C’è questa intervista da brividi, sul Corriere della Sera, in cui un professore delle scuole superiori racconta di avere guadagnato «quattro euro all’ora, anzi due perché ho avuto la sfortuna di ammalarmi». Sergio Mantovani ha 46 anni, insegna geografia, ha supplenze alle spalle, ed è «in ruolo» con contratto a tempo indeterminato un anno fa. «L’anno scorso ho lavorato con quattordici classi e trecento studenti, con passione e soddisfazione – racconta al Corriere -. Quello che è successo però è kafkiano. Ci sono regole punitive se un insegnante decide di lavorare qualche ora in più, rispetto alle diciotto canoniche per cui siamo pagati mediamente 1.500 euro netti al mese. Quest’anno ho avuto la pessima idea di accettare “spezzoni di cattedra” per tre ore settimanali. Mai più», dice. «Fra ore extra e la decurtazione scattata per la malattia si raggiungono cifre offensive».

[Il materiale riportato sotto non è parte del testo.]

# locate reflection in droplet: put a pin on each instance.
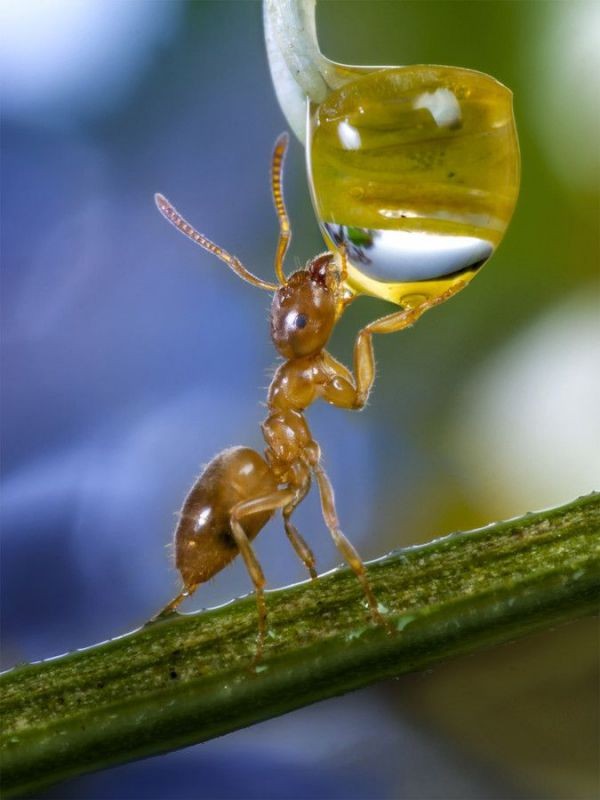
(397, 255)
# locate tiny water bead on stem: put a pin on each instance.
(415, 171)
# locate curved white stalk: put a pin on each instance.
(298, 68)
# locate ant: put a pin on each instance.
(240, 490)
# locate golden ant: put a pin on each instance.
(239, 490)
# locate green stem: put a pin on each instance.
(189, 678)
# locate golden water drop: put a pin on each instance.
(415, 171)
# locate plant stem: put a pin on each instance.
(189, 678)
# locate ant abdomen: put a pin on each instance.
(204, 542)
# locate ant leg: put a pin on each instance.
(267, 503)
(343, 545)
(285, 232)
(303, 551)
(186, 592)
(364, 357)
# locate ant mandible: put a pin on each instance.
(240, 490)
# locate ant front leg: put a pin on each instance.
(269, 502)
(345, 547)
(300, 479)
(364, 357)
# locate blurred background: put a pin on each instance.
(129, 357)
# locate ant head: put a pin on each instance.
(305, 308)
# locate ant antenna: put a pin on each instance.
(170, 213)
(285, 232)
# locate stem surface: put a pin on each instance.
(189, 678)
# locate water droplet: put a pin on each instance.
(415, 171)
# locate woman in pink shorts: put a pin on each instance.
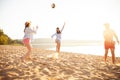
(28, 36)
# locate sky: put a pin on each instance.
(84, 18)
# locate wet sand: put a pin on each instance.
(69, 66)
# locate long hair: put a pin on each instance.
(58, 32)
(27, 24)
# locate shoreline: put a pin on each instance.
(69, 66)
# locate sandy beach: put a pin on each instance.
(69, 66)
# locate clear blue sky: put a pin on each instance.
(84, 18)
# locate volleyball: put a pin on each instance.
(53, 5)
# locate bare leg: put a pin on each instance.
(113, 55)
(27, 55)
(105, 56)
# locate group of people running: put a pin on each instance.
(108, 34)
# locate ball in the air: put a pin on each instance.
(53, 5)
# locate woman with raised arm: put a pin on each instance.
(28, 36)
(58, 38)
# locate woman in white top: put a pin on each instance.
(28, 36)
(58, 38)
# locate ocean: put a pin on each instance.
(82, 47)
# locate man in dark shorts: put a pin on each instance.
(109, 43)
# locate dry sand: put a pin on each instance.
(69, 66)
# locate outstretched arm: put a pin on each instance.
(63, 27)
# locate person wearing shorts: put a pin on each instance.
(28, 36)
(109, 43)
(58, 38)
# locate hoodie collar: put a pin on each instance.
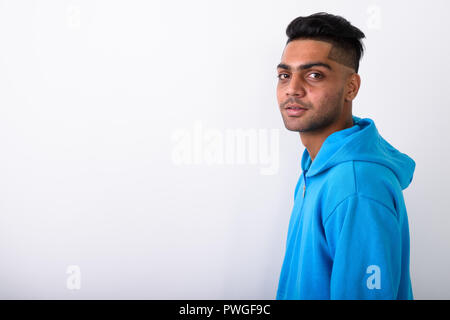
(360, 142)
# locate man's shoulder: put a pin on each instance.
(370, 180)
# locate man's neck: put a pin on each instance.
(313, 140)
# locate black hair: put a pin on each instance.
(345, 37)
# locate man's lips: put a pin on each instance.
(295, 110)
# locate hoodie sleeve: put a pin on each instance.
(364, 240)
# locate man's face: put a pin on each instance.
(308, 78)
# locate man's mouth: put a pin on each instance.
(295, 110)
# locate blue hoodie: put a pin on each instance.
(348, 235)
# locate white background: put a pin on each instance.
(91, 93)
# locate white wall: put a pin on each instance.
(104, 103)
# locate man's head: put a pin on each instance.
(318, 72)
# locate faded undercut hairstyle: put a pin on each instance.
(345, 38)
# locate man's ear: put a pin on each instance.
(352, 88)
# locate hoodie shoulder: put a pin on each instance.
(361, 178)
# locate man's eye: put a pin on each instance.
(317, 75)
(280, 76)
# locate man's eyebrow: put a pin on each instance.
(305, 66)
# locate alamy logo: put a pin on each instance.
(231, 147)
(374, 280)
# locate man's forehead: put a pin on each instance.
(305, 48)
(302, 50)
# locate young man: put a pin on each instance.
(348, 235)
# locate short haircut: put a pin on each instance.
(346, 39)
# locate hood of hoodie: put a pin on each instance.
(361, 142)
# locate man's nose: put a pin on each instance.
(296, 87)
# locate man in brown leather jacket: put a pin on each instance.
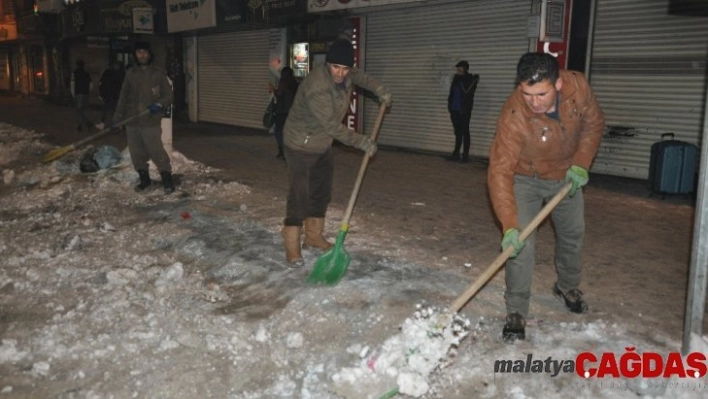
(547, 134)
(314, 121)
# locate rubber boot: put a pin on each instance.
(167, 182)
(291, 238)
(313, 234)
(145, 181)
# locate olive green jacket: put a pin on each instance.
(142, 87)
(315, 118)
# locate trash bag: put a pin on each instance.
(107, 156)
(88, 164)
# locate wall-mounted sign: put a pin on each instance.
(97, 42)
(117, 16)
(8, 31)
(142, 20)
(270, 12)
(329, 5)
(185, 15)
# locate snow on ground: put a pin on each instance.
(106, 293)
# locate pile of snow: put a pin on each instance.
(405, 361)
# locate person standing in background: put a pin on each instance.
(81, 86)
(284, 95)
(109, 90)
(460, 102)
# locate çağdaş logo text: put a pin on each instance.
(629, 364)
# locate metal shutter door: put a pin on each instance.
(233, 77)
(648, 72)
(413, 51)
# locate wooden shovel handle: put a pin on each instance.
(499, 261)
(362, 171)
(109, 129)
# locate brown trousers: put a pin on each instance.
(310, 178)
(145, 143)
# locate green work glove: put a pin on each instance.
(511, 237)
(384, 95)
(367, 145)
(578, 177)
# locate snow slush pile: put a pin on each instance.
(403, 364)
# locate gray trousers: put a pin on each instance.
(145, 143)
(569, 224)
(310, 177)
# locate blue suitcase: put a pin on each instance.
(672, 166)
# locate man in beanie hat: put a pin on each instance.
(459, 103)
(314, 121)
(146, 87)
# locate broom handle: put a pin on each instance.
(362, 171)
(499, 261)
(108, 129)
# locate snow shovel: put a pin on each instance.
(499, 261)
(59, 152)
(332, 265)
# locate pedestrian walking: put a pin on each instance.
(81, 87)
(460, 102)
(284, 97)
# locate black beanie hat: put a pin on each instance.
(341, 52)
(141, 46)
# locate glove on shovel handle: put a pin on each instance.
(499, 261)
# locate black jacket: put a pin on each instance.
(468, 82)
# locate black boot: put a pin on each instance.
(454, 157)
(145, 181)
(167, 182)
(572, 299)
(514, 328)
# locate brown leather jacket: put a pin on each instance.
(535, 145)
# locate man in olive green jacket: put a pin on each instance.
(146, 87)
(314, 121)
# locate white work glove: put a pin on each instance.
(367, 145)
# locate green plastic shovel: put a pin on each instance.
(332, 265)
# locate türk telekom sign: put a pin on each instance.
(329, 5)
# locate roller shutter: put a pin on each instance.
(233, 77)
(414, 50)
(648, 72)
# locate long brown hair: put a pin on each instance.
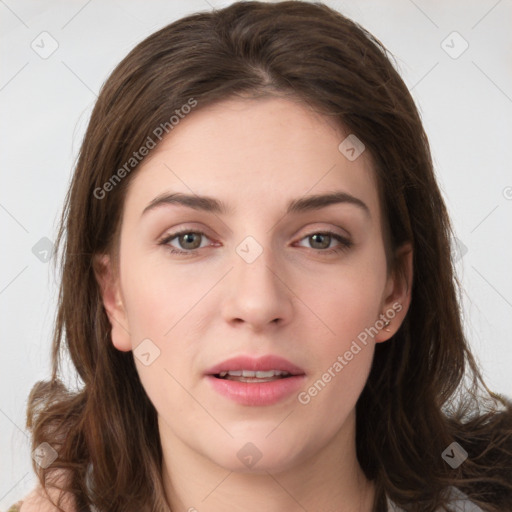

Il professore s’è messo a fare i calcoli: «Confronto la busta paga calcolata sulle 21 ore con quella dell’anno prima, sulle 18. C’è una differenza di 67 euro netti, che divisi per quelle 12 ore mensili fa 5,58 euro. Occorre però considerare anche l’impegno extra aula, diciamo quattro ore al mese ed è sottostimato perché le ore aggiuntive erano in tre classi diverse quindi con rispettive verifiche da preparare e da correggere e riunioni fra docenti. Quindi ricalcolo la cifra, 67 diviso 16 ore e si arriva a 4,18 euro. Vedo che c’è la “decurtazione Brunetta”» per la malattia «che scatta nonostante la visita fiscale e anche se finisci all’ospedale con il morbillo e complicazioni, polmonite compresa, come è successo a me. Perché ammalarsi non è ammesso, come se noi statali fossimo tutti furbetti del cartellino». Non solo. In più la cifra è decurtata «per la colpa di aver lavorato tre ore in più», dice l’insegnante. «Con cinque giorni di malattia a causa della maggiore decurtazione legata alle ore extra la riduzione risulta di 43 euro, se li scalo ai 67 ne restano 24 per quelle dodici ore mensili che la scuola mi ha proposto di fare e che alla fine valgono due euro».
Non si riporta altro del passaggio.